Experimental technologies such as Phenotype Micro-arrays have provided unprecedented physiological data under different growth environments and genetic backgrounds. Similar advances in computational modeling techniques have allowed the development of genome-scale metabolic models of several organisms.  In this talk, we will show examples of how large-scale growth profiling data can be used to inform genome-scale models. For example, we illustrate the use of PM data to obtain a highly accurate and expanded metabolic model of Bacillus subtilis.  The integrated analysis of the large-scale substrate utilization and gene essentiality data with the genome-scale metabolic model revealed the requirement of 89 specific enzymes (transport, 63; intracellular reactions, 26) that were not in the genome annotation. Subsequent sequence analysis resulted in the identification of genes that could be putatively assigned to 13 intracellular enzymes.
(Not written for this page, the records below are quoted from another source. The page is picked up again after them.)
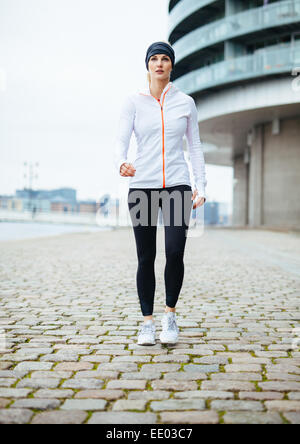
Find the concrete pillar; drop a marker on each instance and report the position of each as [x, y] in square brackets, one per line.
[240, 192]
[281, 178]
[256, 178]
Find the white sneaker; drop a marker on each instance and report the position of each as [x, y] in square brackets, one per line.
[170, 331]
[147, 333]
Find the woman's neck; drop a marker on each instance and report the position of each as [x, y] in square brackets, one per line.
[157, 87]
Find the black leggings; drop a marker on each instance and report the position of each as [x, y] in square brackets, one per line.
[144, 205]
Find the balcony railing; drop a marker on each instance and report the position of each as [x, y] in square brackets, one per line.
[263, 62]
[183, 9]
[275, 14]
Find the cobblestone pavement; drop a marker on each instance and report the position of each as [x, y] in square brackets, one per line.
[69, 316]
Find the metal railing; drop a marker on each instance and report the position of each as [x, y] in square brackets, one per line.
[183, 9]
[262, 62]
[275, 14]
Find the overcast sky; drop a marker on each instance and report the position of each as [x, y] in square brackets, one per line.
[65, 67]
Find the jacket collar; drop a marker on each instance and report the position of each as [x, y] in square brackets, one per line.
[170, 87]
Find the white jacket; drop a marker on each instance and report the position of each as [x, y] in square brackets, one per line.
[159, 126]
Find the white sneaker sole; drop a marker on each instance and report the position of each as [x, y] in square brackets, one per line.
[146, 343]
[164, 341]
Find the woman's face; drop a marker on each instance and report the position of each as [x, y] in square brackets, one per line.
[160, 66]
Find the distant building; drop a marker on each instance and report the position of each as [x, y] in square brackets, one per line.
[240, 61]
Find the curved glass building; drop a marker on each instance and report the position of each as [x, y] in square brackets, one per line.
[240, 60]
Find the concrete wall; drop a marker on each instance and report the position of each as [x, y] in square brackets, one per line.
[281, 175]
[256, 177]
[240, 192]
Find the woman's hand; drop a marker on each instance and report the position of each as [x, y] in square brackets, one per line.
[127, 169]
[200, 201]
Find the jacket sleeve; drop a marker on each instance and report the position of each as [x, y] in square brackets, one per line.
[194, 146]
[124, 132]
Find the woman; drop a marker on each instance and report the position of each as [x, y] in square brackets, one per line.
[160, 116]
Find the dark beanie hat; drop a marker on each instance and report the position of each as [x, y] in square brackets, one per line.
[160, 48]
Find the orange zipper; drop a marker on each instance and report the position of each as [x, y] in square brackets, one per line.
[163, 134]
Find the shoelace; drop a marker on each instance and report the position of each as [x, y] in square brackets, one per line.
[146, 328]
[171, 324]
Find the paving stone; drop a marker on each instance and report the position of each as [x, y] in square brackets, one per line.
[38, 383]
[51, 374]
[260, 395]
[294, 396]
[178, 404]
[173, 385]
[201, 368]
[242, 368]
[141, 375]
[4, 402]
[7, 382]
[185, 376]
[14, 392]
[228, 385]
[243, 376]
[149, 394]
[206, 394]
[109, 395]
[171, 358]
[283, 406]
[74, 366]
[81, 383]
[234, 404]
[5, 365]
[280, 386]
[60, 417]
[15, 416]
[127, 384]
[119, 366]
[84, 404]
[211, 360]
[252, 418]
[129, 404]
[38, 404]
[122, 418]
[32, 365]
[131, 359]
[44, 393]
[160, 367]
[292, 417]
[64, 330]
[192, 417]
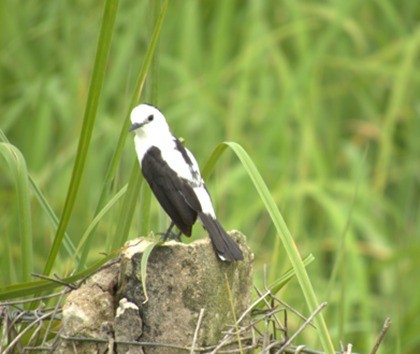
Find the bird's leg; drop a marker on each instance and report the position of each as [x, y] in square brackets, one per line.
[169, 234]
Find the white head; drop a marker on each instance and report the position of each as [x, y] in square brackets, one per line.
[148, 121]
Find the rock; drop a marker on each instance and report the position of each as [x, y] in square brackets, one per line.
[89, 312]
[182, 279]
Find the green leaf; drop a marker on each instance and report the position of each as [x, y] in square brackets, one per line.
[282, 231]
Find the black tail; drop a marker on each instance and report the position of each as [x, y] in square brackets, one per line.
[225, 247]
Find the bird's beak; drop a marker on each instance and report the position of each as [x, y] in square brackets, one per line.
[135, 126]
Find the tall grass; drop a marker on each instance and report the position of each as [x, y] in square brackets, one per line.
[323, 96]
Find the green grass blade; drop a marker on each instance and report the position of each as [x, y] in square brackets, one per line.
[283, 232]
[145, 257]
[96, 221]
[115, 160]
[95, 89]
[17, 166]
[19, 290]
[128, 207]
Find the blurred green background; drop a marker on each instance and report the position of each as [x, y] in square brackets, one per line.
[324, 96]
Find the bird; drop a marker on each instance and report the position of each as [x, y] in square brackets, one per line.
[173, 175]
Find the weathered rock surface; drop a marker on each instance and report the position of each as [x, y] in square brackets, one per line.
[182, 279]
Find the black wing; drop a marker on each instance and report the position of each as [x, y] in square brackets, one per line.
[174, 194]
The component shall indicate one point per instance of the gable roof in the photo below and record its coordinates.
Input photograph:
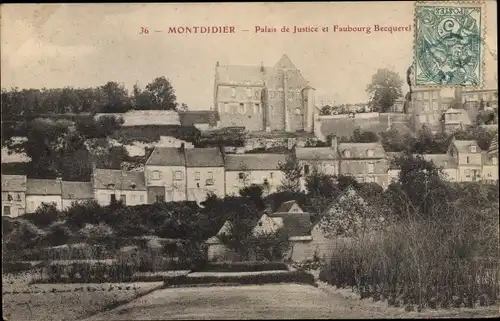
(14, 183)
(43, 187)
(359, 150)
(190, 118)
(463, 145)
(204, 157)
(122, 180)
(77, 190)
(316, 153)
(239, 162)
(166, 156)
(441, 160)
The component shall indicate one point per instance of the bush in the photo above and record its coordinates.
(249, 266)
(276, 277)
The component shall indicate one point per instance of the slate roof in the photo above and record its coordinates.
(204, 157)
(238, 162)
(166, 156)
(464, 145)
(359, 150)
(77, 190)
(441, 160)
(316, 153)
(296, 224)
(43, 187)
(190, 118)
(14, 183)
(122, 180)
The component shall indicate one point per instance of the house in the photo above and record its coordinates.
(322, 159)
(247, 169)
(204, 172)
(367, 162)
(490, 162)
(111, 185)
(165, 172)
(43, 191)
(262, 98)
(446, 163)
(76, 192)
(468, 155)
(289, 216)
(13, 195)
(201, 119)
(455, 119)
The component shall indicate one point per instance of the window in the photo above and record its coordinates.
(155, 175)
(178, 176)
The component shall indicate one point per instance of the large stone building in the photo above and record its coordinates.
(262, 98)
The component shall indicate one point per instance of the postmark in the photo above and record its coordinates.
(448, 48)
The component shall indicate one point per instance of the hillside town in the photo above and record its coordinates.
(275, 107)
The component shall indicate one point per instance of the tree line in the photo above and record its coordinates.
(112, 97)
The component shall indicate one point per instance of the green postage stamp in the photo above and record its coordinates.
(448, 48)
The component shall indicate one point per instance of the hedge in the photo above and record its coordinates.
(248, 266)
(282, 277)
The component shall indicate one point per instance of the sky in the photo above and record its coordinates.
(86, 45)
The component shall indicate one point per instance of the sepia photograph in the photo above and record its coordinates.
(293, 160)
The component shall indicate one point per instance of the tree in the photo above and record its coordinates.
(384, 89)
(162, 94)
(292, 170)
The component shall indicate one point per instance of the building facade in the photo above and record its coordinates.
(204, 172)
(262, 98)
(165, 172)
(468, 156)
(112, 185)
(13, 195)
(43, 191)
(246, 169)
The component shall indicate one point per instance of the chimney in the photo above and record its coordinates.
(334, 143)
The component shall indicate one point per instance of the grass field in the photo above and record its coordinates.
(272, 301)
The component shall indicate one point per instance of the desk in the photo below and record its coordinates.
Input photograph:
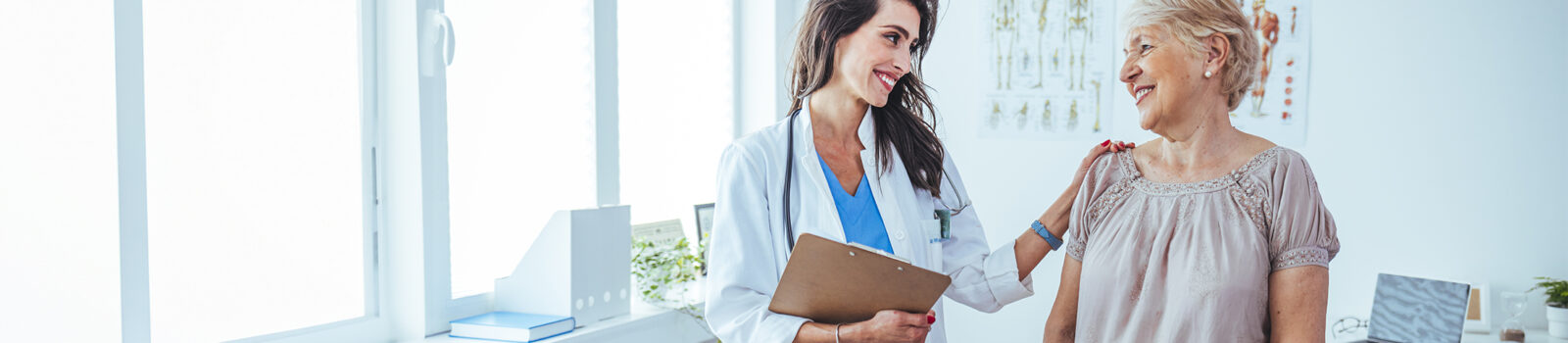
(647, 323)
(1531, 335)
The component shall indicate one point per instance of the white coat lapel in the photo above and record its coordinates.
(815, 198)
(886, 193)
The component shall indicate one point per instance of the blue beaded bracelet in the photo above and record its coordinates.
(1051, 240)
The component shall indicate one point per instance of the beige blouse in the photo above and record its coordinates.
(1191, 262)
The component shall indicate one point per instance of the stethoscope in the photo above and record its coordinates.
(789, 172)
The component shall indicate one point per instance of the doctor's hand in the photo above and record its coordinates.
(891, 326)
(1055, 218)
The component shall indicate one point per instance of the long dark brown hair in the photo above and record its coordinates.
(901, 124)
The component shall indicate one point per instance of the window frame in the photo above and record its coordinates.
(130, 127)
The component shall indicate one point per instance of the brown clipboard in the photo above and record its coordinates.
(833, 282)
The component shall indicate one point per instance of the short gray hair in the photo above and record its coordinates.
(1192, 21)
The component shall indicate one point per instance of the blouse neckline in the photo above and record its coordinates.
(1196, 186)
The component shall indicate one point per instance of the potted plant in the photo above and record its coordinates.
(1556, 306)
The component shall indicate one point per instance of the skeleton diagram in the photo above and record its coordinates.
(1266, 25)
(1040, 46)
(1045, 118)
(1078, 33)
(1005, 24)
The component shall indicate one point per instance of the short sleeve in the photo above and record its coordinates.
(1300, 227)
(1102, 175)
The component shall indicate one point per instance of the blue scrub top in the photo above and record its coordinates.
(858, 214)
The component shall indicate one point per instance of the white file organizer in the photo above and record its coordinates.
(579, 267)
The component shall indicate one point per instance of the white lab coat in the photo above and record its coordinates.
(749, 248)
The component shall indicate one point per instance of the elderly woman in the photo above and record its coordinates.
(1206, 233)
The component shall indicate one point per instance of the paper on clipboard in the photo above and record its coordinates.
(833, 282)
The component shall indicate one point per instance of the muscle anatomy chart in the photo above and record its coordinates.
(1275, 107)
(1053, 66)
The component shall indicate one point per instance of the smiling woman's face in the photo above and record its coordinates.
(1164, 78)
(877, 55)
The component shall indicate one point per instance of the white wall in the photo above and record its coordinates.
(1434, 136)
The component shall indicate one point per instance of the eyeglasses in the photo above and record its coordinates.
(1348, 326)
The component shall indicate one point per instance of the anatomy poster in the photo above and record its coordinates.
(1051, 71)
(1275, 109)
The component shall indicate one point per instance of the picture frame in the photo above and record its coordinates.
(1478, 318)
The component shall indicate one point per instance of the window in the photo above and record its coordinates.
(676, 109)
(59, 201)
(519, 128)
(255, 167)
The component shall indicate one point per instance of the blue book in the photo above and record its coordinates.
(512, 326)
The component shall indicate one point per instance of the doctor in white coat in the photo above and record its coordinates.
(867, 168)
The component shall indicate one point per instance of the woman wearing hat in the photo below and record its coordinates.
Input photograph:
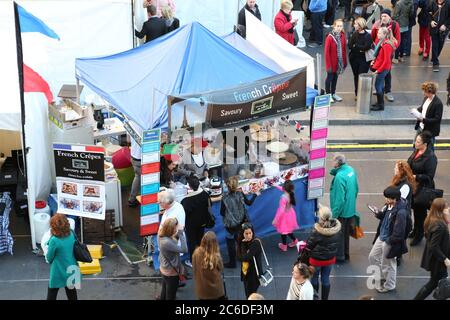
(323, 244)
(169, 163)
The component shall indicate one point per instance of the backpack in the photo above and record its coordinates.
(235, 211)
(409, 224)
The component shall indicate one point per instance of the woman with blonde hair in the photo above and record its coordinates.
(335, 58)
(207, 266)
(382, 64)
(284, 23)
(300, 287)
(169, 257)
(61, 258)
(234, 213)
(436, 254)
(404, 180)
(359, 44)
(172, 23)
(323, 245)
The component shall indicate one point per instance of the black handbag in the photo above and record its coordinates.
(80, 251)
(442, 292)
(211, 219)
(426, 195)
(304, 256)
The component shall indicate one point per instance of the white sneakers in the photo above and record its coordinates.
(336, 98)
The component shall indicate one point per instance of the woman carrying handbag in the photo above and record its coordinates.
(423, 163)
(169, 256)
(249, 252)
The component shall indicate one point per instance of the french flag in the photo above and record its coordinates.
(30, 80)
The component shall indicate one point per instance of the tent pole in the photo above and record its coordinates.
(78, 90)
(319, 73)
(133, 23)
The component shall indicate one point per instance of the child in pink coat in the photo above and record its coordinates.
(286, 219)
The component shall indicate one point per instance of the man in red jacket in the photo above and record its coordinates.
(386, 21)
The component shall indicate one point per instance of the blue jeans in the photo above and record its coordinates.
(379, 81)
(324, 276)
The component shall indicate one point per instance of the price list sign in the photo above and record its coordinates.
(150, 181)
(318, 151)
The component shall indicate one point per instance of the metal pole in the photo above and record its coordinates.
(81, 229)
(78, 90)
(319, 72)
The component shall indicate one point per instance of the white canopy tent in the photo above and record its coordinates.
(85, 28)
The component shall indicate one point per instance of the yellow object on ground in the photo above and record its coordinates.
(90, 268)
(96, 251)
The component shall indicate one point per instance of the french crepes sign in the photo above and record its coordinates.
(267, 98)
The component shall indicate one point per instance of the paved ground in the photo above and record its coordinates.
(25, 276)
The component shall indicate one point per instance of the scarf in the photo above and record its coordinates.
(337, 38)
(169, 22)
(295, 289)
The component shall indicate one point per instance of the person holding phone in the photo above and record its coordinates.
(390, 240)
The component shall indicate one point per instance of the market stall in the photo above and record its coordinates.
(191, 60)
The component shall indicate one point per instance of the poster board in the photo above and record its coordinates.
(150, 183)
(318, 152)
(80, 180)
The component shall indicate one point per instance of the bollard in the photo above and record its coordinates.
(365, 85)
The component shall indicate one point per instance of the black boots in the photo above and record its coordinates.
(316, 292)
(231, 246)
(423, 293)
(379, 106)
(325, 292)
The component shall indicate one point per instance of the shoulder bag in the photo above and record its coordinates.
(210, 220)
(267, 277)
(80, 251)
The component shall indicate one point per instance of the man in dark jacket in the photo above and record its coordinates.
(431, 112)
(196, 206)
(153, 28)
(391, 242)
(252, 7)
(439, 12)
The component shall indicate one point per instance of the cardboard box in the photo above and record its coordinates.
(60, 119)
(96, 251)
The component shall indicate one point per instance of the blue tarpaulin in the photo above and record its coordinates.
(188, 60)
(261, 214)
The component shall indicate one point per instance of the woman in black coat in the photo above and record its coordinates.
(249, 251)
(423, 163)
(436, 254)
(323, 244)
(196, 206)
(360, 42)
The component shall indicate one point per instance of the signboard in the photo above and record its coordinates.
(318, 152)
(150, 144)
(271, 97)
(80, 180)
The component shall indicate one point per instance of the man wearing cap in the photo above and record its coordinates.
(386, 21)
(251, 7)
(390, 239)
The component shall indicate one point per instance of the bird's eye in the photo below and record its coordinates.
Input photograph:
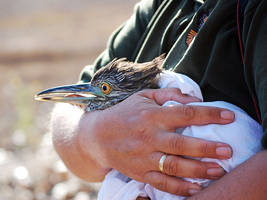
(105, 88)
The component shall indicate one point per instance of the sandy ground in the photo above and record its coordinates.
(44, 44)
In the another example, fitness profiling data from growth competition experiments between strains of different genetic backgrounds were used to refine the metabolic model of Escherichia coli. Constraint-based models of metabolism seldom incorporate capacity constraints on intracellular fluxes due to lack of kinetic data. Here, the optimal capacity constraint identification (OCCI) algorithm was developed to identify capacity constraints necessary for accurately predicting experimental fitness profiles. In a case study, fitness profiles from 14 different genetic backgrounds in the same growth environment were used to identify capacity constraints in central metabolism of E. coli. This algorithm can be readily extended to handle Phenotype Micro-array data from multiple growth environments.